# APOC October 2009 Summit in Philly



## rideitlikeyoustoleit (Oct 8, 2009)

Hey, I'm not an APOC or helping organize this, I just thought I would pass along the message.

October 2009 APOC Summit


Good People!

What's good in your hood? How are you? It's time for us to meet again. Some APOC have put together this get together to find out what's poppin. The time has come to take our struggles to new places. To do that we should see where we're at. How far have we come since we parted ways? How can we push and challenge ourselves while supporting each other?

Come to the APOC Summit in Philly: Friday, October 16 - Saturday, October 17, 2009

Any APOC from anywhere, at any stage are invited and encouraged to come (except cops, feds and perpetrators). Bring Your Rage! Smash the State and Liberate!

Thugs 4 Puppies
- APOC


Schedule Outline:

Friday, October 16

Location: New Africa Center, 4243 Lancaster Avenue, Philadelphia, PA 19104

12 PM - 1 PM : Seize the Time (open space for participatory workshop/skill share sessions)

1 PM - 2 PM : Seize the Time (open space for participatory workshop/skill share sessions)

6 PM - 7 PM : dinner*

7 PM - 9 PM : three caucuses/auxiliaries


Saturday, October 17

9 AM - 10 AM : breakfast* and APOCistas' Hoods & Towns Reportbacks/Updates

10 AM - 12 PM : three caucuses/auxiliaries

12 PM - 1 PM : lunch*

5 PM - 9 PM : Plenary Session on APOC organizational formation (continuation)/dinner*


Caucuses/Auxiliaries - 40 minute check-ins

Caucuses:

Wimmin's/Women's Caucus
Youth Caucus
Differently Able-bodied Caucus
Trans Caucus
Queer Caucus
Genderqueer/Two-Spirit/Gender Variant Caucus
Poor Peoples Caucus

Auxiliaries:

Male Privileged Auxiliary
Adult Auxiliary
Able-bodied Auxiliary
Cisgendered Auxiliary
Hetero Auxiliary
Economically Privileged Auxiliary


* All meals will be bottom-lined by hetero cisgendered male attendees. All meals will be plants-only (vegan). Please email: [email protected] for any allergy and dietary needs.
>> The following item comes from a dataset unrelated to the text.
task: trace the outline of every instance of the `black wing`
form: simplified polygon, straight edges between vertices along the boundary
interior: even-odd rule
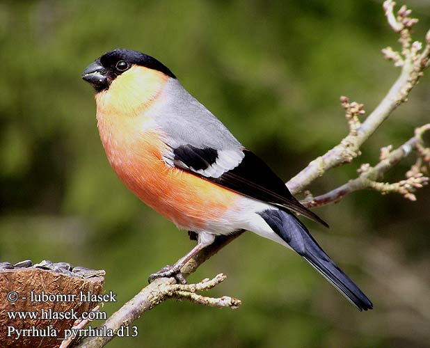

** Childcare is available. Please email: [email protected] for childcare needs.

*** Please email: [email protected] for any accessibility needs.


All attendees of the October 2009 APOC Summit in Philadelphia, PA must agree to and respect the Revolutionary Principles of Unity.

Revolutionary Principles of Unity

1. We call for a social revolution to erect an entire new society.

2. We want decent housing, food, clothing and other essentials for all, not just the rich.

3. We oppose all forms of colonialism and imperialism in the Third and Fourth Worlds and support the struggles of all oppressed peoples in the West.

4. We oppose nation-state wars and the building of a fascist police state based on hysteria over “terrorism.”

5. We oppose any form of white supremacy, white cultural chauvinism, whiteness or internalized racism in the Anarchist movement, and call for unity and recognition of our right to autonomy.

6. We strive and fight to dismantle, deconstruct and unlearn (in no particular order but all at once) white supremacy, patriarchy, ableism, heterosexism, speciesism, transphobia, queerphobia, environmental racism, ageism, classism, authoritarianism, the State and all forms of oppression.

7. We oppose the oppression of wimmin/women, queers, transfolk, two spirit people, youth, genderqueers, differently able-bodied people, people with mental health complexities, animals and all that are oppressed.

8. We oppose any forms of capitalism and class oppression and support the liberation of the poor and the workers.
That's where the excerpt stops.